Sorry, but any large-scale product that isn't making about 50% markup is probably going to be short-lived.
It's simple business. It takes people a lot of time to get their head around it but that Coke you bought in a pub? It probably cost about 10p to pour, even it if wasn't watered down horrendously. Shocked? My father-in-law used to run several popular pubs and a restaurant in Cornwall for years and they would make more money out of the fruit machine in the pub than just about anything else (mainly because it's almost all profit). That hot-dog stand you bought a hot-dog from? You just gave him about five times what it cost him to make that hot-dog.
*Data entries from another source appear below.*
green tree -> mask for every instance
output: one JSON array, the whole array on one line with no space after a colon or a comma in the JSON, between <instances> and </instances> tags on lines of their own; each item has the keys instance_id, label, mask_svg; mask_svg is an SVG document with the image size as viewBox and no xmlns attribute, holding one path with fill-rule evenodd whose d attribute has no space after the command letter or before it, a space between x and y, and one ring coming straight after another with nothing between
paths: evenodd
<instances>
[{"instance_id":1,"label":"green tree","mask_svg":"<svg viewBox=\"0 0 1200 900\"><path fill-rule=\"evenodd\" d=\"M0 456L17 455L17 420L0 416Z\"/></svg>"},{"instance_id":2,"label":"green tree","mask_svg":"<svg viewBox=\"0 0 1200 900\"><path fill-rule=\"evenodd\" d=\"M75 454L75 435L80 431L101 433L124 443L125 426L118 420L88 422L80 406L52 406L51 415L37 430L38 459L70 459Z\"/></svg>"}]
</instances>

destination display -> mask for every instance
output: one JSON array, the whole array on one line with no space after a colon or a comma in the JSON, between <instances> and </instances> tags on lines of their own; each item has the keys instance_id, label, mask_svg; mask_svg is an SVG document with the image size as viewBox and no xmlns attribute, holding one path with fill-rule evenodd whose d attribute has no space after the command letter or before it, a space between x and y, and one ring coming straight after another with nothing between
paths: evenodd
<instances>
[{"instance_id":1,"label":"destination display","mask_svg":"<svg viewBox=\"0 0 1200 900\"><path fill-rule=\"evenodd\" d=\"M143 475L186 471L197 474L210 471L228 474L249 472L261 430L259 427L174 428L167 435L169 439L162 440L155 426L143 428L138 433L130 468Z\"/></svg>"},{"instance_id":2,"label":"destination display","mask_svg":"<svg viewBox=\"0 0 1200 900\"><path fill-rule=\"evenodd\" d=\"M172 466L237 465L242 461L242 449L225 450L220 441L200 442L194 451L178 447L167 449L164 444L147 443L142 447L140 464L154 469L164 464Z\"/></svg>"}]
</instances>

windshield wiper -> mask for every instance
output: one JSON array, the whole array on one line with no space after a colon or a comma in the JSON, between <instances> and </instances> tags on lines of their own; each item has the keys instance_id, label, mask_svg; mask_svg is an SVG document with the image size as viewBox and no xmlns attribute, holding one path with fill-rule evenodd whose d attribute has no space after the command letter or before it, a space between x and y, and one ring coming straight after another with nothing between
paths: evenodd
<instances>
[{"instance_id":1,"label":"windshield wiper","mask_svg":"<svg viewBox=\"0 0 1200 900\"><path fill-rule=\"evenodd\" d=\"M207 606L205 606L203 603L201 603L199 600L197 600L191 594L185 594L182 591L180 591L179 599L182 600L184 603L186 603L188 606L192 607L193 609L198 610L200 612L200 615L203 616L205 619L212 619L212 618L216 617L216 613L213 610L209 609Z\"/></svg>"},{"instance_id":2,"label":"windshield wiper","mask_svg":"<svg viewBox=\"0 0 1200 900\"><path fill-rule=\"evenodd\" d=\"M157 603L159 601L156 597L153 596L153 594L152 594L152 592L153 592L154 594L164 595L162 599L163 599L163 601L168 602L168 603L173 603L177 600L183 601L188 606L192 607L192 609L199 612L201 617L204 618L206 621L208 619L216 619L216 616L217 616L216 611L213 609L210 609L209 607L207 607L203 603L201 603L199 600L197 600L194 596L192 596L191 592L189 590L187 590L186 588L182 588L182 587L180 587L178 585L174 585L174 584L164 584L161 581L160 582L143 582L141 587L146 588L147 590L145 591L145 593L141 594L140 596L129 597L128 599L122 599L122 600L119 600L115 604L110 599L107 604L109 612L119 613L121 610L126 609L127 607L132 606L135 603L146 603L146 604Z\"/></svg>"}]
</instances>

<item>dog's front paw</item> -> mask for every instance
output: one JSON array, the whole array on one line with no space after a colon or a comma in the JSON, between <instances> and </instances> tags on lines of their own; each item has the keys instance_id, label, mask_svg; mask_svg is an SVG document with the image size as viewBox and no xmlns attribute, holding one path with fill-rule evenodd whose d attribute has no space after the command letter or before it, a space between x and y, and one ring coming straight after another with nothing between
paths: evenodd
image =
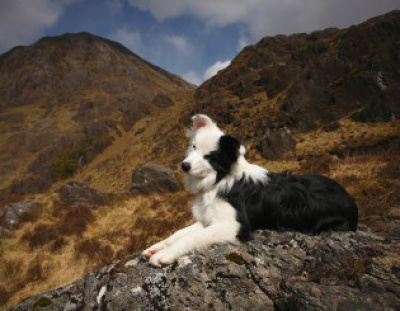
<instances>
[{"instance_id":1,"label":"dog's front paw","mask_svg":"<svg viewBox=\"0 0 400 311\"><path fill-rule=\"evenodd\" d=\"M172 252L166 250L159 251L158 253L151 256L149 263L154 267L161 267L163 265L169 265L174 263L178 259Z\"/></svg>"},{"instance_id":2,"label":"dog's front paw","mask_svg":"<svg viewBox=\"0 0 400 311\"><path fill-rule=\"evenodd\" d=\"M165 247L166 247L166 243L164 241L154 244L153 246L150 246L148 249L145 249L142 252L142 257L149 259L150 257L152 257L154 254L158 253Z\"/></svg>"}]
</instances>

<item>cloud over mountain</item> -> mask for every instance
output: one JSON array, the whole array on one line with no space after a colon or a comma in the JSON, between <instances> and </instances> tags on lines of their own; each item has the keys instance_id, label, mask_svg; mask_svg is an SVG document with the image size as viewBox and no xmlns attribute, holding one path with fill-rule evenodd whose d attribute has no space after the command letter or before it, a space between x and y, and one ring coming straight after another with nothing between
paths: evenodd
<instances>
[{"instance_id":1,"label":"cloud over mountain","mask_svg":"<svg viewBox=\"0 0 400 311\"><path fill-rule=\"evenodd\" d=\"M52 26L65 6L79 0L13 0L0 2L0 49L31 43Z\"/></svg>"},{"instance_id":2,"label":"cloud over mountain","mask_svg":"<svg viewBox=\"0 0 400 311\"><path fill-rule=\"evenodd\" d=\"M218 71L228 67L231 64L230 60L226 60L226 61L217 61L214 65L211 65L210 67L207 68L207 70L204 72L203 75L203 80L208 80L211 77L215 76Z\"/></svg>"},{"instance_id":3,"label":"cloud over mountain","mask_svg":"<svg viewBox=\"0 0 400 311\"><path fill-rule=\"evenodd\" d=\"M195 17L209 26L243 24L257 40L277 33L343 27L398 7L397 0L128 0L163 21Z\"/></svg>"}]
</instances>

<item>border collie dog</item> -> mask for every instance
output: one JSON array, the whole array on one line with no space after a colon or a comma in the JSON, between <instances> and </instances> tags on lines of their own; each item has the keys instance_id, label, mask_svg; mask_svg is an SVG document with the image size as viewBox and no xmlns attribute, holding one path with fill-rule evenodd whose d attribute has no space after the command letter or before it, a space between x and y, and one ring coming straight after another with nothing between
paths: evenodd
<instances>
[{"instance_id":1,"label":"border collie dog","mask_svg":"<svg viewBox=\"0 0 400 311\"><path fill-rule=\"evenodd\" d=\"M143 251L160 267L216 243L247 241L257 229L357 230L353 198L321 175L271 173L248 163L245 148L206 115L193 118L187 156L181 163L187 190L195 195L195 223Z\"/></svg>"}]
</instances>

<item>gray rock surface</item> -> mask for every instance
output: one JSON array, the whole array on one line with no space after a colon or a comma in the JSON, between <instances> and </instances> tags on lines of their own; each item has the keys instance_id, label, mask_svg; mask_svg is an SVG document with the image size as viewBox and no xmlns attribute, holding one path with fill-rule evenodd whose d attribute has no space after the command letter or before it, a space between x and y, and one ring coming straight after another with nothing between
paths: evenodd
<instances>
[{"instance_id":1,"label":"gray rock surface","mask_svg":"<svg viewBox=\"0 0 400 311\"><path fill-rule=\"evenodd\" d=\"M63 185L59 190L61 202L70 207L91 207L97 208L107 202L108 195L90 188L85 184L70 182Z\"/></svg>"},{"instance_id":2,"label":"gray rock surface","mask_svg":"<svg viewBox=\"0 0 400 311\"><path fill-rule=\"evenodd\" d=\"M22 223L37 219L40 212L39 200L10 203L0 208L0 226L10 230L18 229Z\"/></svg>"},{"instance_id":3,"label":"gray rock surface","mask_svg":"<svg viewBox=\"0 0 400 311\"><path fill-rule=\"evenodd\" d=\"M154 192L176 192L182 185L173 170L157 164L141 164L132 173L132 194L148 194Z\"/></svg>"},{"instance_id":4,"label":"gray rock surface","mask_svg":"<svg viewBox=\"0 0 400 311\"><path fill-rule=\"evenodd\" d=\"M399 310L400 246L373 234L258 232L158 269L130 256L10 311Z\"/></svg>"}]
</instances>

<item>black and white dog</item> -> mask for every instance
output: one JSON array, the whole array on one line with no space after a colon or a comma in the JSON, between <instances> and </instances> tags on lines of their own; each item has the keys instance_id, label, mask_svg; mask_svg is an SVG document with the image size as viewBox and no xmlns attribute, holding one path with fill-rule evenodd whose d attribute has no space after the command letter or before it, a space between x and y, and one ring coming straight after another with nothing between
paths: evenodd
<instances>
[{"instance_id":1,"label":"black and white dog","mask_svg":"<svg viewBox=\"0 0 400 311\"><path fill-rule=\"evenodd\" d=\"M206 115L193 117L182 162L186 188L196 198L195 223L143 251L154 266L211 244L250 239L257 229L357 230L357 206L335 181L321 175L275 174L248 163L245 148Z\"/></svg>"}]
</instances>

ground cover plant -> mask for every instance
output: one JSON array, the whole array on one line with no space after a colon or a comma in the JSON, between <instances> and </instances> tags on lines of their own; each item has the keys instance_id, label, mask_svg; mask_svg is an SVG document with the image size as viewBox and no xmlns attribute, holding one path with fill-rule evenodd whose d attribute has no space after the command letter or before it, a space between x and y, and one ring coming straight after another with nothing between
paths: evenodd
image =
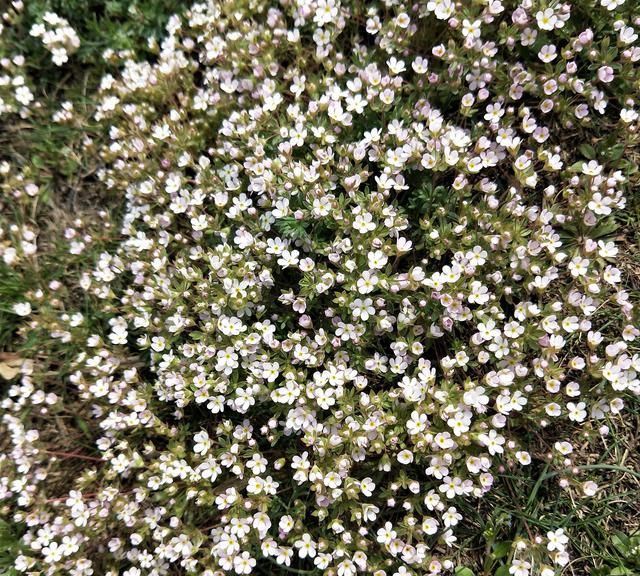
<instances>
[{"instance_id":1,"label":"ground cover plant","mask_svg":"<svg viewBox=\"0 0 640 576\"><path fill-rule=\"evenodd\" d=\"M639 574L639 28L12 2L0 574Z\"/></svg>"}]
</instances>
It took me years to believe it, back when I was self-employed, but the people who told me are right. You charge what people will pay and if they don't complain that it's steep, you can charge what you like. Selling items? Sell them at 50% markup to start with and adjust accordingly. Making money from eBay? Check exactly what you set as the minimum because, believe you me, you will make a loss if you just set it at a price you "think" is right (after packaging, time, printing out invoices, driving to the post office, posting, etc.)
As a full-time employed person, with good raises every year, I've still not managed to claw my way back up to what I was earning when I was doing the same job, self-employed, setting my own prices, working for the same places, and only working 2.5 days a week. Nothing to do with inflation, economic hard times, customer availability or anything else (I am still as in-demand as previously, and I only changed because I needed more guarantee of stability for a mortgage/family).
Business is about profit. That's not a crass, over-arching target to make all businessmen ruthless bean-counters. But if you're making a product and NOT selling it for twice what it cost you, you're playing at business. You need to fund the R&D for the next product, pay wages even if sales drop off, expand, source stock, advertise and everything else EVEN IF you're selling millions of your current product. It will not last and if you don't "save" as conscientiously as a person with savings, then you won't be able to stay in business for very long.
Seriously, people. Cover stock. Cover assembly. Cover testing. Cover distribution. Cover all the things to get the product out there. Then double the price when you actually sell it. Anything else is just selling your company short and doing your staff a disservice.
You really think it costs MacDonald's 99p to make that cheeseburger? If it's more than 40p per unit, I'll be amazed.